I went to Montgomery, AL this weekend with another opportunity to preach at 1st Baptist Greater Washington Park. Pastor Welch is a good man and a blessing. To have an opportunity to do the things I have done in my thirties without being a pastor has been because of God’s grace and people who are willing to extend help to others who are trying to do something for Our Father.
This time I made it around to the MLK house, Dexter Baptist, and Selma. I think I made it this time because Theresa was able to come with me and how much better for us to experience it together. There is nothing mysterious in the house, but perhaps it was the tour guide, Ms. Shirly Cherry ‘s ability to bring over 50 years ago back to life. I am still trying to make sense of it all I got a feeling of hope, of a desire to want to keep moving, of disappointment with myself, and a little teary-eyed while being there. It is all very humbling to think that by age 29 King and many others like him had done so much more than I have done at 34.
I think that it reaffirmed a strong recurring theme that lingers in my head from time to time: life is beyond being short. There is just no time to be wasted in general. And when you know that your life has been given to you freely there has to be some sort of urgency (not anxiety mind you) in our motivations. It does not detract from our frailties and constant displaced attentiveness. But the motivation should always be looking to turn in the right direction. Even if it takes time for the body to catch up.
In this small home (with a library added later) King and others did more than a little to remind people that God’s truth is still marching on.
I kept thinking. I’m sitting at the same table the family sat at to eat. The same table where decisions were made. The same table where long conversations with God occurred about what to do next, about His own fears, frailties, and certainly sin. But also a place where they stood up and kept moving.

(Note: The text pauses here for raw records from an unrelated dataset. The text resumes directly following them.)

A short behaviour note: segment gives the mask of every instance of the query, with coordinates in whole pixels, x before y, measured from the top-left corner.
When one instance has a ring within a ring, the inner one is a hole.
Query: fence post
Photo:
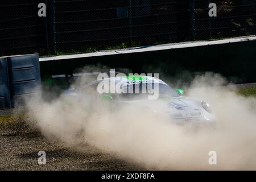
[[[189,34],[190,40],[195,40],[196,32],[195,26],[195,0],[188,0],[189,3]]]
[[[48,15],[49,20],[48,20],[49,26],[49,46],[51,54],[56,53],[55,44],[55,0],[49,0],[48,3],[49,8]]]

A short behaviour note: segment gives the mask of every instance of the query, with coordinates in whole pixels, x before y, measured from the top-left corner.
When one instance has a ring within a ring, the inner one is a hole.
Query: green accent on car
[[[140,75],[127,75],[125,78],[130,81],[146,80],[147,78]]]
[[[177,89],[177,92],[179,95],[183,95],[184,93],[184,92],[183,89]]]

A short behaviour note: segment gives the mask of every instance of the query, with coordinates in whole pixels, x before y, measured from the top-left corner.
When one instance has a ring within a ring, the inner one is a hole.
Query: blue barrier
[[[38,54],[0,57],[0,109],[23,104],[41,85]]]

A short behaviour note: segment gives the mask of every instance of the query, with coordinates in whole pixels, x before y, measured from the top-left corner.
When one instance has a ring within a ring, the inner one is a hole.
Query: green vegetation
[[[239,89],[237,92],[241,95],[248,97],[256,97],[256,86],[248,87],[244,89]]]
[[[22,120],[24,117],[24,114],[12,114],[0,115],[0,125],[6,125],[7,123],[13,122],[17,120]]]

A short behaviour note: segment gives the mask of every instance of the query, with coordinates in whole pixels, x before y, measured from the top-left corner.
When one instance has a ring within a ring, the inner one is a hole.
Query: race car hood
[[[166,102],[173,119],[190,120],[202,116],[200,101],[180,97],[167,99]]]
[[[168,97],[158,100],[133,101],[127,102],[144,105],[145,107],[150,106],[151,109],[155,113],[167,114],[175,119],[190,121],[202,117],[201,101],[189,97]]]

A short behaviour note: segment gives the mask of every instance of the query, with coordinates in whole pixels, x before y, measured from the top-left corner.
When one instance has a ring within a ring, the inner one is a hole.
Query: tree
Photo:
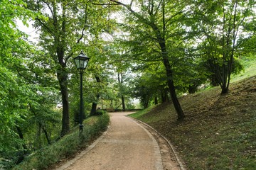
[[[181,1],[175,3],[166,1],[131,1],[129,4],[115,0],[108,1],[112,5],[121,5],[126,11],[129,12],[131,15],[127,19],[129,24],[133,26],[132,29],[135,28],[138,31],[136,27],[139,26],[141,30],[137,33],[132,31],[129,27],[129,36],[133,36],[134,34],[142,36],[144,38],[143,43],[138,42],[142,46],[146,45],[148,42],[156,46],[156,57],[165,67],[167,84],[178,119],[183,119],[184,113],[175,91],[174,71],[170,62],[172,56],[170,56],[169,48],[171,44],[175,44],[172,42],[172,36],[176,35],[178,21],[182,21],[185,14],[186,4]]]
[[[104,30],[107,11],[85,1],[28,1],[32,9],[48,18],[36,18],[35,26],[40,30],[41,46],[55,62],[53,69],[56,72],[63,104],[63,136],[70,129],[69,60]]]
[[[202,1],[194,4],[192,30],[202,30],[202,55],[221,94],[227,94],[238,50],[246,40],[243,27],[252,20],[255,1]]]

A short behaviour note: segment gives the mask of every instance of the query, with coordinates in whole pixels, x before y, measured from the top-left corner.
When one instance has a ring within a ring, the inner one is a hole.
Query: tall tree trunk
[[[21,140],[23,140],[24,139],[24,137],[23,135],[23,133],[22,133],[22,131],[21,131],[21,128],[19,128],[18,126],[16,125],[16,129],[17,129],[17,132],[18,132],[18,137],[21,139]],[[28,149],[27,147],[26,146],[25,144],[22,144],[22,147],[23,147],[23,150],[22,150],[22,153],[19,155],[18,157],[18,159],[16,162],[16,164],[19,164],[21,163],[25,158],[25,154],[26,153],[26,149]]]
[[[96,81],[97,81],[97,83],[101,82],[99,76],[95,76],[95,79],[96,79]],[[90,111],[90,115],[94,115],[96,113],[97,104],[97,102],[100,101],[100,94],[96,94],[96,101],[92,102],[92,109],[91,109],[91,111]]]
[[[123,79],[122,79],[122,73],[117,73],[117,76],[118,76],[118,82],[120,84],[120,86],[122,86],[122,83],[123,83]],[[121,90],[122,91],[122,90]],[[120,91],[121,94],[121,99],[122,99],[122,109],[124,111],[125,110],[125,101],[124,101],[124,96],[122,94],[122,91]]]
[[[65,68],[57,72],[63,103],[62,129],[60,135],[64,136],[70,130],[69,102],[68,91],[68,73]]]
[[[122,95],[122,106],[123,108],[123,110],[125,111],[126,108],[125,108],[125,103],[124,103],[124,97],[123,95]]]
[[[166,75],[167,75],[167,84],[170,91],[170,94],[171,94],[171,98],[172,100],[172,102],[174,103],[174,106],[175,108],[175,110],[177,113],[177,115],[178,115],[178,120],[181,120],[183,118],[184,118],[185,115],[184,113],[182,110],[182,108],[178,102],[176,91],[175,91],[175,86],[174,86],[174,80],[173,80],[173,72],[171,70],[171,64],[169,62],[169,60],[168,59],[168,55],[167,55],[167,51],[166,51],[166,45],[165,45],[165,40],[160,39],[161,40],[159,40],[159,45],[161,47],[161,50],[162,52],[162,59],[163,59],[163,62],[166,69]]]
[[[157,100],[156,96],[154,97],[154,103],[155,103],[155,105],[158,105],[158,100]]]
[[[44,127],[43,127],[43,133],[44,133],[45,135],[46,135],[46,140],[47,140],[48,144],[50,144],[50,140],[49,136],[48,136],[48,133],[47,133],[46,129]]]

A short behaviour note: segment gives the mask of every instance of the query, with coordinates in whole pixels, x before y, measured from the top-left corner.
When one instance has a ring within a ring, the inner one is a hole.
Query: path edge
[[[177,152],[176,152],[174,145],[171,143],[171,142],[166,139],[166,137],[165,137],[163,135],[161,135],[160,132],[159,132],[156,129],[154,129],[153,127],[150,126],[149,125],[146,124],[146,123],[144,123],[139,120],[137,120],[136,118],[132,118],[130,116],[129,116],[128,115],[125,115],[131,119],[134,120],[135,121],[142,123],[146,126],[147,126],[148,128],[149,128],[150,129],[153,130],[154,131],[155,131],[158,135],[159,135],[161,137],[163,137],[168,143],[168,144],[170,146],[172,152],[174,152],[174,157],[178,164],[178,165],[180,166],[181,170],[186,170],[186,169],[185,168],[185,166],[183,164],[183,163],[181,161],[181,159],[179,157],[179,156],[178,156]]]
[[[85,154],[89,152],[92,148],[94,148],[105,136],[107,135],[108,130],[110,129],[110,125],[107,126],[107,130],[102,132],[102,134],[92,144],[88,146],[85,150],[82,151],[78,155],[75,156],[75,158],[69,160],[68,162],[65,162],[64,164],[60,166],[59,167],[55,169],[55,170],[64,170],[69,166],[70,166],[75,162],[80,159],[82,156]]]

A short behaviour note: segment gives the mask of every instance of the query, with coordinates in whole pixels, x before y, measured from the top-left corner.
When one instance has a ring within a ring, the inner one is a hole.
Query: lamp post
[[[80,74],[80,115],[79,115],[79,131],[81,132],[82,131],[83,125],[82,125],[82,113],[83,113],[83,101],[82,101],[82,74],[86,69],[86,67],[88,64],[90,58],[87,57],[82,52],[74,58],[75,66],[79,70]]]

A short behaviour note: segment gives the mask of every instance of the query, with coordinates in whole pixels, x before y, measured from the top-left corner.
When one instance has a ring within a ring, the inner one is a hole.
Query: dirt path
[[[163,159],[162,162],[163,147],[159,148],[145,128],[126,117],[127,113],[111,113],[110,125],[105,134],[56,170],[180,169],[175,161],[169,162],[174,160]]]

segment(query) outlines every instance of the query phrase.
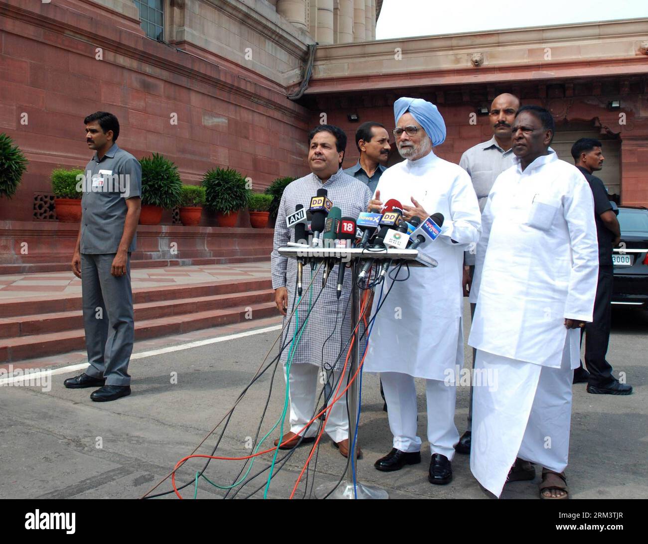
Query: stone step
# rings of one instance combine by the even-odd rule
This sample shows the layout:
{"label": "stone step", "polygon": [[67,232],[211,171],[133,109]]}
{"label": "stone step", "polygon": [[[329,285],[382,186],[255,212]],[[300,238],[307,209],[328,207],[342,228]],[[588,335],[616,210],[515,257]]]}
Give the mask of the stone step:
{"label": "stone step", "polygon": [[[183,334],[200,329],[244,322],[250,316],[251,322],[254,319],[276,315],[274,302],[266,302],[136,321],[135,337],[136,340],[143,340]],[[0,363],[82,350],[85,345],[85,334],[82,328],[0,339]]]}
{"label": "stone step", "polygon": [[[203,266],[209,264],[233,264],[240,262],[262,262],[267,261],[268,251],[259,255],[246,256],[196,257],[187,259],[139,259],[132,260],[133,268],[165,268],[167,266]],[[68,272],[71,270],[71,256],[58,262],[21,263],[17,264],[0,264],[0,276],[5,274],[26,274],[32,272]]]}
{"label": "stone step", "polygon": [[[145,302],[159,302],[181,299],[231,295],[249,291],[271,289],[270,278],[251,278],[224,280],[200,284],[164,286],[143,288],[133,290],[134,304]],[[81,293],[78,295],[52,295],[47,297],[33,297],[29,299],[6,299],[0,300],[0,316],[6,319],[27,315],[42,315],[46,313],[80,310],[82,308]]]}
{"label": "stone step", "polygon": [[[245,293],[178,299],[133,306],[135,323],[159,317],[183,315],[234,306],[250,307],[251,304],[274,299],[272,289]],[[61,332],[83,328],[81,310],[51,312],[35,315],[21,315],[0,319],[0,339]]]}

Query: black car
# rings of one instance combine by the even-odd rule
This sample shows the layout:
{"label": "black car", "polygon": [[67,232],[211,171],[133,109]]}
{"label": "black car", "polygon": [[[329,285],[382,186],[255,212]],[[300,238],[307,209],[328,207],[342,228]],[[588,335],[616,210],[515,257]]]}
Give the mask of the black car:
{"label": "black car", "polygon": [[621,243],[612,253],[612,303],[648,309],[648,208],[619,207]]}

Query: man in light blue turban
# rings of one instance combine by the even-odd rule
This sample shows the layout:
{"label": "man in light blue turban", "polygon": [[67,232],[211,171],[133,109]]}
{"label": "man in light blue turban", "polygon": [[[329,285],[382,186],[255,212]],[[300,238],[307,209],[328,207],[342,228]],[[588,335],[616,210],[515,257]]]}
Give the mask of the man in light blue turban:
{"label": "man in light blue turban", "polygon": [[432,152],[446,136],[437,107],[421,98],[399,98],[394,117],[396,144],[407,160],[383,172],[369,211],[394,199],[402,203],[406,220],[417,216],[424,221],[440,212],[444,221],[438,238],[419,246],[438,266],[412,267],[406,281],[404,272],[395,282],[391,277],[385,280],[384,289],[394,291],[390,299],[396,306],[376,315],[364,368],[380,374],[393,442],[374,466],[389,471],[421,462],[414,378],[423,378],[432,453],[428,478],[443,485],[452,479],[450,462],[459,441],[454,408],[456,385],[463,377],[459,372],[463,363],[463,252],[479,240],[481,214],[466,171]]}
{"label": "man in light blue turban", "polygon": [[440,146],[445,141],[445,122],[434,104],[422,98],[408,98],[406,96],[399,98],[394,104],[394,122],[398,124],[399,119],[408,111],[415,120],[421,124],[426,134],[430,137],[433,147]]}

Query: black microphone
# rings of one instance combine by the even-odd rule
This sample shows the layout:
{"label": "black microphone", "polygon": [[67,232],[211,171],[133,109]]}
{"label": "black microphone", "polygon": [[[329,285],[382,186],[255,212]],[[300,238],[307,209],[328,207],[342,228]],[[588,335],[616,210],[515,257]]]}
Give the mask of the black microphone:
{"label": "black microphone", "polygon": [[[416,218],[419,219],[418,218]],[[419,220],[419,222],[421,222],[421,220]],[[406,221],[403,221],[400,222],[398,228],[396,229],[398,232],[401,232],[402,234],[405,234],[408,231],[408,224]],[[380,277],[383,277],[387,273],[387,271],[389,267],[391,266],[393,259],[384,259],[382,261],[382,264],[380,266]]]}
{"label": "black microphone", "polygon": [[410,249],[417,249],[422,244],[434,242],[441,232],[443,226],[443,214],[441,213],[432,214],[411,233],[411,238],[414,243],[410,246]]}
{"label": "black microphone", "polygon": [[[299,210],[304,210],[303,204],[297,204],[295,206],[295,214],[298,214]],[[301,244],[306,238],[306,214],[304,214],[304,220],[295,223],[295,238],[294,242],[295,244]],[[304,260],[298,258],[297,260],[297,294],[298,297],[301,296],[301,282],[304,273]]]}
{"label": "black microphone", "polygon": [[[376,233],[376,236],[373,238],[373,243],[369,246],[369,249],[383,249],[385,247],[384,244],[383,244],[383,240],[385,239],[385,235],[387,234],[387,231],[389,230],[389,225],[385,225],[381,227],[380,230]],[[373,259],[367,259],[364,263],[362,264],[362,269],[360,270],[360,273],[358,275],[359,279],[364,278],[368,273],[369,269],[371,267],[371,263],[373,262]]]}

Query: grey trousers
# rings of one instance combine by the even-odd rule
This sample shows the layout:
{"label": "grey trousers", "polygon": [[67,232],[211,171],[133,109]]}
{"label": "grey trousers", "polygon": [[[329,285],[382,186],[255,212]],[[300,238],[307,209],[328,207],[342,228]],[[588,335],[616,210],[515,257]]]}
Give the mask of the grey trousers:
{"label": "grey trousers", "polygon": [[86,374],[105,378],[106,385],[129,385],[128,362],[135,322],[130,287],[130,256],[126,274],[110,273],[114,253],[81,254],[81,288],[86,347],[90,363]]}

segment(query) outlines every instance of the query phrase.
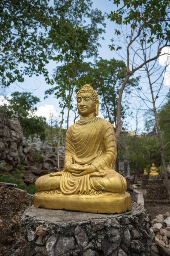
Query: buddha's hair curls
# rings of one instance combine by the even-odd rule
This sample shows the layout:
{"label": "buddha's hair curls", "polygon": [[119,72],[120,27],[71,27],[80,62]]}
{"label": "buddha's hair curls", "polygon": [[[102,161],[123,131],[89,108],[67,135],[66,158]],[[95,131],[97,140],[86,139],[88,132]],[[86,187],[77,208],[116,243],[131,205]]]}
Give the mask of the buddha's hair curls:
{"label": "buddha's hair curls", "polygon": [[85,85],[84,85],[82,89],[80,89],[80,90],[78,91],[77,93],[77,98],[79,94],[82,93],[91,93],[93,96],[93,99],[95,102],[97,100],[99,99],[98,94],[90,84],[85,84]]}

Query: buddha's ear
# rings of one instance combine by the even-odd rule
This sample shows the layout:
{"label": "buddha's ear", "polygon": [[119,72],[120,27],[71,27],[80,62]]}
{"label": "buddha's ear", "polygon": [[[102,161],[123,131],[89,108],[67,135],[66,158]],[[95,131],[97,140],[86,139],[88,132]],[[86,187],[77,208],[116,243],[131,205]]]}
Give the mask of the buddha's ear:
{"label": "buddha's ear", "polygon": [[99,100],[96,99],[96,111],[95,115],[98,116],[99,115]]}

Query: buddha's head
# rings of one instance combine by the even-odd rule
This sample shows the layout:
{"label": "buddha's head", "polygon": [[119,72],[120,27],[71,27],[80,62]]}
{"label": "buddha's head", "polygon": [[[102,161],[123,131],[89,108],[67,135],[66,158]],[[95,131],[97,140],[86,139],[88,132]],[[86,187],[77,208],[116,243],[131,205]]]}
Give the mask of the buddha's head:
{"label": "buddha's head", "polygon": [[78,91],[77,102],[78,113],[81,116],[98,115],[98,96],[90,84],[85,84]]}

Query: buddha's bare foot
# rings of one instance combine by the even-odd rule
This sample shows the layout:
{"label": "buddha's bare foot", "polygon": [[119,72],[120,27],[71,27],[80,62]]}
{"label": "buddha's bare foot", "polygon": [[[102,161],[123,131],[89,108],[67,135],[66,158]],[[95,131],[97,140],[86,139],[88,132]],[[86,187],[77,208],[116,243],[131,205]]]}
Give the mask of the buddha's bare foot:
{"label": "buddha's bare foot", "polygon": [[54,177],[56,176],[62,176],[62,172],[54,172],[54,173],[50,173],[50,177]]}
{"label": "buddha's bare foot", "polygon": [[90,175],[90,177],[105,177],[106,174],[104,172],[96,172],[93,173],[91,173]]}

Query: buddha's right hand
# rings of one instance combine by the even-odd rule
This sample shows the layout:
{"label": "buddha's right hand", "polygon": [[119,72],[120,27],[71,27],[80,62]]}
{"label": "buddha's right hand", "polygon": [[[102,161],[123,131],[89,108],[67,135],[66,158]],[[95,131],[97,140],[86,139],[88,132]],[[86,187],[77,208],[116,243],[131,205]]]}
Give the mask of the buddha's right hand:
{"label": "buddha's right hand", "polygon": [[71,164],[67,167],[67,171],[70,172],[74,173],[80,173],[82,171],[80,170],[80,168],[82,167],[81,164]]}
{"label": "buddha's right hand", "polygon": [[54,173],[50,173],[50,177],[54,177],[56,176],[62,176],[62,173],[61,172],[57,172]]}
{"label": "buddha's right hand", "polygon": [[106,175],[106,173],[104,172],[95,172],[91,173],[90,175],[90,177],[105,177]]}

I am not quite sure what it all means yet. But it is all very humbling. What I do know thus far is there is still a great work for us today. Not just the one of bestowing dignity upon every human being, but the same noble work that Paul encouraged the Philippians to recognize that God would carry it through till its completion. That work is one I need to press forward to work harder on. Not to self-sanctify, or to attain some sort of holy brownie points, or even to maintain my own belonging. But just because of the privilege of already belonging.